The evenness of recombination can also be assessed by recombination rates with respect to physical distance47. The average recombination rate for the commercial Deli dura x AVROS pisifera progeny was estimated at 1.8 cM/Mb (Table 1), which was comparable to 2.0 cM/Mb for a bi-parental recombination inbred lines (RILs) derived from a chickpea (Cicer arietinum L.) family48. On the other hand, the parameter was higher than that of fourteen maize full-sib families of DH lines with <1.0 cM/Mb49. Breeding design and genetic resources that influence the recombination landscape in the genome, usually receive little attention in mapping analysis of oil palm. For oil palm breeding, a variant of reciprocal recurrent selection (RRS) or family and individual selection (FIS) is deployed, producing thick-shelled dura maternal and shell-less pisifera paternal pools and hybrids with thin shells and more mesocarp2. The superior parents with good combining ability assessed through progeny testing are pollinated to produce thin-shelled tenera commercial productions, with each selection cycle taking up to 12–19 years. Thus, selection of mapping population mostly depends on the existing trials, which were originally established for conventional breeding programmes.
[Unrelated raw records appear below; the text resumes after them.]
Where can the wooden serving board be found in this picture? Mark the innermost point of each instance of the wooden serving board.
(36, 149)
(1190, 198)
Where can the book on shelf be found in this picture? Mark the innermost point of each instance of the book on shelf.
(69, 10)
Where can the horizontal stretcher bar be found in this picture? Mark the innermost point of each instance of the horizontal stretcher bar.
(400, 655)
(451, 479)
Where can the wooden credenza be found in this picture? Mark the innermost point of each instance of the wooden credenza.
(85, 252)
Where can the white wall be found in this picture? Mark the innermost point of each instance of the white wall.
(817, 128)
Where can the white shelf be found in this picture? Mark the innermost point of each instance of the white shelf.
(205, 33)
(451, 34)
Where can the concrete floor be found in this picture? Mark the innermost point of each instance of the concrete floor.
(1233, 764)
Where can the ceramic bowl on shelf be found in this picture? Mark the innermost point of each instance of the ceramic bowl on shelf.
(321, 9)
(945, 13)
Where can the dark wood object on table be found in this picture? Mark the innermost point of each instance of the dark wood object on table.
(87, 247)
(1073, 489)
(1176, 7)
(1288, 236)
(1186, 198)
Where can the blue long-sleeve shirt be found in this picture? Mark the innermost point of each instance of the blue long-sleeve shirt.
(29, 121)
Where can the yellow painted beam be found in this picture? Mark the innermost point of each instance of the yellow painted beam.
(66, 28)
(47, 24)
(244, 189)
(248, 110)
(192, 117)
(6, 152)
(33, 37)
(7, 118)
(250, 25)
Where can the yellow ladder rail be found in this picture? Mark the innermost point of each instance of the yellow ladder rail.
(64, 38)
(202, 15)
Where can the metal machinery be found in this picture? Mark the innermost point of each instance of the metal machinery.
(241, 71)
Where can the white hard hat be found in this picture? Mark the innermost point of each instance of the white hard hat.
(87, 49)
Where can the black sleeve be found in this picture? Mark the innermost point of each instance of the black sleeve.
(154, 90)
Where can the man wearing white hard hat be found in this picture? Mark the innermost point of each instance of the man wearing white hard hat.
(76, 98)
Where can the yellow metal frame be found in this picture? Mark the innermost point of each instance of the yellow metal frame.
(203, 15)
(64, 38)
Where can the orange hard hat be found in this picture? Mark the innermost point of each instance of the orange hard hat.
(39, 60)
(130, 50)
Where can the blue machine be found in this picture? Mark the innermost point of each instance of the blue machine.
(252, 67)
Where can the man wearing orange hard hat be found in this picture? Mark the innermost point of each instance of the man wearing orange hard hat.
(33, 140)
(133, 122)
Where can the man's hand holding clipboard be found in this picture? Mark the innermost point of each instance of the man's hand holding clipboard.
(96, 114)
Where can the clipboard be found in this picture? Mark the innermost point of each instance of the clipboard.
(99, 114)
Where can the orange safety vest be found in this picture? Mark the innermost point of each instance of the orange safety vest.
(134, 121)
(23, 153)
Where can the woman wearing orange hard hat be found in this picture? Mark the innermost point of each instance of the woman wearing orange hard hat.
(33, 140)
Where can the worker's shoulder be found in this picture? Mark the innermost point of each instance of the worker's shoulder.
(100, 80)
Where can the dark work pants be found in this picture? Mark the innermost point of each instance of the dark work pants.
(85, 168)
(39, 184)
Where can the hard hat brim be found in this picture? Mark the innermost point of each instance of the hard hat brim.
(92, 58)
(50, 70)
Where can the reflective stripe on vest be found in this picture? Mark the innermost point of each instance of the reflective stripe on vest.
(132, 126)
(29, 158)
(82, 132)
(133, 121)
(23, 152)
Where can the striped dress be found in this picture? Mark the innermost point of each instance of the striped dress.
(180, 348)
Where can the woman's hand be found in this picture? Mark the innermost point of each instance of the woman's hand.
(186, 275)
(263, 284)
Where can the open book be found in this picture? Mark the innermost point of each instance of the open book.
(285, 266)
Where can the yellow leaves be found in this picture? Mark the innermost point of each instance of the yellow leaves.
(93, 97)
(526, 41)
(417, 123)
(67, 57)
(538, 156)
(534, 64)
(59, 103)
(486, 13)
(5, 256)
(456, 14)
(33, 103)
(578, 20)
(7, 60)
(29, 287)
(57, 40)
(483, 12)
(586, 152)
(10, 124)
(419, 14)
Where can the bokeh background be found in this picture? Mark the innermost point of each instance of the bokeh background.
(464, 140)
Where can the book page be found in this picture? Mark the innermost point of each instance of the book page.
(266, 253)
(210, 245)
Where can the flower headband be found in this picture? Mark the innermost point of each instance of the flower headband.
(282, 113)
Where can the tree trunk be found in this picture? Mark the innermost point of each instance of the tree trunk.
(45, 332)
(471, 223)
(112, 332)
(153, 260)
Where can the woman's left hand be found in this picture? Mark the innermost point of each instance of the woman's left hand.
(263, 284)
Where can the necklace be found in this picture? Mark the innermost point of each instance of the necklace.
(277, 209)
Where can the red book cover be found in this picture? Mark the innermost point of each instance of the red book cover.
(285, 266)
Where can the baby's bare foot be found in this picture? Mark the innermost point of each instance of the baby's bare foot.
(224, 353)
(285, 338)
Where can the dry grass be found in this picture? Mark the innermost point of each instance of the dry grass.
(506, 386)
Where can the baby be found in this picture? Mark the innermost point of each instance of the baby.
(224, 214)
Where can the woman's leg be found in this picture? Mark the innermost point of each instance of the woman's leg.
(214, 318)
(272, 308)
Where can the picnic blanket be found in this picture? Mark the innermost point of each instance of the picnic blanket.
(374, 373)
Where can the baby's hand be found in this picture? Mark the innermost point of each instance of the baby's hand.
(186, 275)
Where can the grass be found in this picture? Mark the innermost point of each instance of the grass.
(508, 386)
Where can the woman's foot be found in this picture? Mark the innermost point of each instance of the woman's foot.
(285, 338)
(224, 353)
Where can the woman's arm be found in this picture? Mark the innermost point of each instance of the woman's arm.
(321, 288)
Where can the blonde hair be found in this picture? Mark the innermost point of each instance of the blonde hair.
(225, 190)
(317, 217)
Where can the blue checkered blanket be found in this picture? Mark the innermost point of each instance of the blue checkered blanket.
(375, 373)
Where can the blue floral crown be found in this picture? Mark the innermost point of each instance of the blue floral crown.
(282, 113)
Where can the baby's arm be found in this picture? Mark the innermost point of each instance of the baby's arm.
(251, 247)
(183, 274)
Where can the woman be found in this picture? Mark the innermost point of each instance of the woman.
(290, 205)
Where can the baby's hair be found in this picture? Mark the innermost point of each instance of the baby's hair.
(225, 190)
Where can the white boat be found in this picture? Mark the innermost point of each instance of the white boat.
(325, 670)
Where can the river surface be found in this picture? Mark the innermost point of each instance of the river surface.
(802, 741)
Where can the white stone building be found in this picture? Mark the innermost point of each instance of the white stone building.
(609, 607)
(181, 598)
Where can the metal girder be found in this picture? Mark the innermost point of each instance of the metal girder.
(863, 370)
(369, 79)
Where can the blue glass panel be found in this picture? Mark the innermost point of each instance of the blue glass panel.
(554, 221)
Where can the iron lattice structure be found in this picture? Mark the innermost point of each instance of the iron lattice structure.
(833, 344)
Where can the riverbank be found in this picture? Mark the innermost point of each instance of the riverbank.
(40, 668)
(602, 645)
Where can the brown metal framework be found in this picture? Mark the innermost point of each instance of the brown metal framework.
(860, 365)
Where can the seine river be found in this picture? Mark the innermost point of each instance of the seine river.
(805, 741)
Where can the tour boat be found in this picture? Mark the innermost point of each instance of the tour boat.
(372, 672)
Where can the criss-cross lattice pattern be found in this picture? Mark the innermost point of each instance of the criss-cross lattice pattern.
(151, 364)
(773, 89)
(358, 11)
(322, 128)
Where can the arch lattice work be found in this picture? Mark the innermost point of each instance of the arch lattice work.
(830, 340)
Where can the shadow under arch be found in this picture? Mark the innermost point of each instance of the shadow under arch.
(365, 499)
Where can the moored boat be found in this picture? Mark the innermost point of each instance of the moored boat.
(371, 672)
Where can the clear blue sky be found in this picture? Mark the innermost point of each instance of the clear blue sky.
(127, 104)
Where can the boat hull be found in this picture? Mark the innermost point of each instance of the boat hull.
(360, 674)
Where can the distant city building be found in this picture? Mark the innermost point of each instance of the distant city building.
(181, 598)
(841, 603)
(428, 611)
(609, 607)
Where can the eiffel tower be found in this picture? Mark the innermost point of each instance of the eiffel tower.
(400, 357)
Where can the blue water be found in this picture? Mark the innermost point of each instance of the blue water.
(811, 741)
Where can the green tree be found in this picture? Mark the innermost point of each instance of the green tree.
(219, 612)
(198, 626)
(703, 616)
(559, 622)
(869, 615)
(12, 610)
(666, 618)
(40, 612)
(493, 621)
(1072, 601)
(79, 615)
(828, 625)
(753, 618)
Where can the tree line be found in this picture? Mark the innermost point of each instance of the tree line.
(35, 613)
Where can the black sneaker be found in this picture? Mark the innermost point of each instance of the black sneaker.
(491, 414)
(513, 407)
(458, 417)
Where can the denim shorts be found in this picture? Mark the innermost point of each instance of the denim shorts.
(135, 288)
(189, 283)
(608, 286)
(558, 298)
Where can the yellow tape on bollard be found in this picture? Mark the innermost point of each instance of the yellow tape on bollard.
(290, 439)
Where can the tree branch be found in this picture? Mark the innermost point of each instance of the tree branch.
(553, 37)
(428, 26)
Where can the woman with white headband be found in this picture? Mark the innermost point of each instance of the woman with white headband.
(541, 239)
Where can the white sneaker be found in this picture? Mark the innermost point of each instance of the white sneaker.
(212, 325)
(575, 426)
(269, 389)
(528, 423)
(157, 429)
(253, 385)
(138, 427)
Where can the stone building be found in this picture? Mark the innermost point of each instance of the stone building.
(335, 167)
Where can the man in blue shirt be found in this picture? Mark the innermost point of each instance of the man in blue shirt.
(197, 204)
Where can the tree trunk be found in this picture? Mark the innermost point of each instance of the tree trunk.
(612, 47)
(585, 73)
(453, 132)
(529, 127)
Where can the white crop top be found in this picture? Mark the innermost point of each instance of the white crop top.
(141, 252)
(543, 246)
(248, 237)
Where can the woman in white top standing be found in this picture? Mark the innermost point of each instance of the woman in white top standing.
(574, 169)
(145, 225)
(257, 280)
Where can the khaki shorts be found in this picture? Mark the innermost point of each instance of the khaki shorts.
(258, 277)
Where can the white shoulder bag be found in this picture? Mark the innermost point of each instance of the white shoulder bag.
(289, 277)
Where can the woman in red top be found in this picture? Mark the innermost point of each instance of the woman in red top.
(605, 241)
Furthermore, recombination rates of Deli dura and AVROS pisifera were also different in this study, further supporting their distinct selection histories in the past. The Deli dura are (supposedly) direct descendants of the four palms planted in 1848 in the Bogor Botanical Garden, Indonesia, whereas the AVROS largely originated from the well-known Djongo palms in Congo2. We found that the highest rates of recombination in the tenera were inherited from the AVROS pisifera, but not on all chromosomes (Fig. 3). This may partly be an effect of uninformative meiotic events due to identity-by-descent in the dura which appears greater here, but the consistent trend on many chromosomes of higher recombination rates in the pisifera parent than the dura parent suggests a real effect. The results agree with the presence of limited polymorphism in particular chromosomes, partly reflecting the narrow genetic base of Deli dura due to generations of self-pollination or sib-mating originated from the four ancestors21. This findings pave the way for beginning to understand the effects of selection pressure in both parent pools and how these might be combined to achieve additional heterosis in oil palm.

This study provides a good foundation to improve the genome coverage in the oil palm genome assembly, to unlock the full potential of genome-enabled biology for oil palm. By using a high-density SNP array and a population of 295 palms, we have been able to assign a further 311 Mb of scaffolds to the pseudo-chromosomes of Singh et al.20. However, this additional 311 Mb has been assigned according to the linkage order in the Deli dura x AVROS pisifera cross (278 x TT41/4) used in this study, which may differ from the actual scaffold order (and, ultimately, the genome sequence order) present in the original pisifera used to generate the genome sequence. An understanding of these differences will be critical to fully understand GxE and GxG interactions, as well to begin to unravel the underlying basis for some trait QTL having strong effects in one origin, but none in others. The development of a genic-based map also allows breeders to search for QTLs for important oil yield traits with a smaller subset of candidate genes from known pathways. More importantly, the recombination landscape across parents potentially permits understanding of selection pressure in the genome of oil palm and where further improvement may be possible. Appropriate experimental designs and genetic resources are equally important as marker interval and population size to further improve the map quality and QTL searches, both through biparental and population approaches.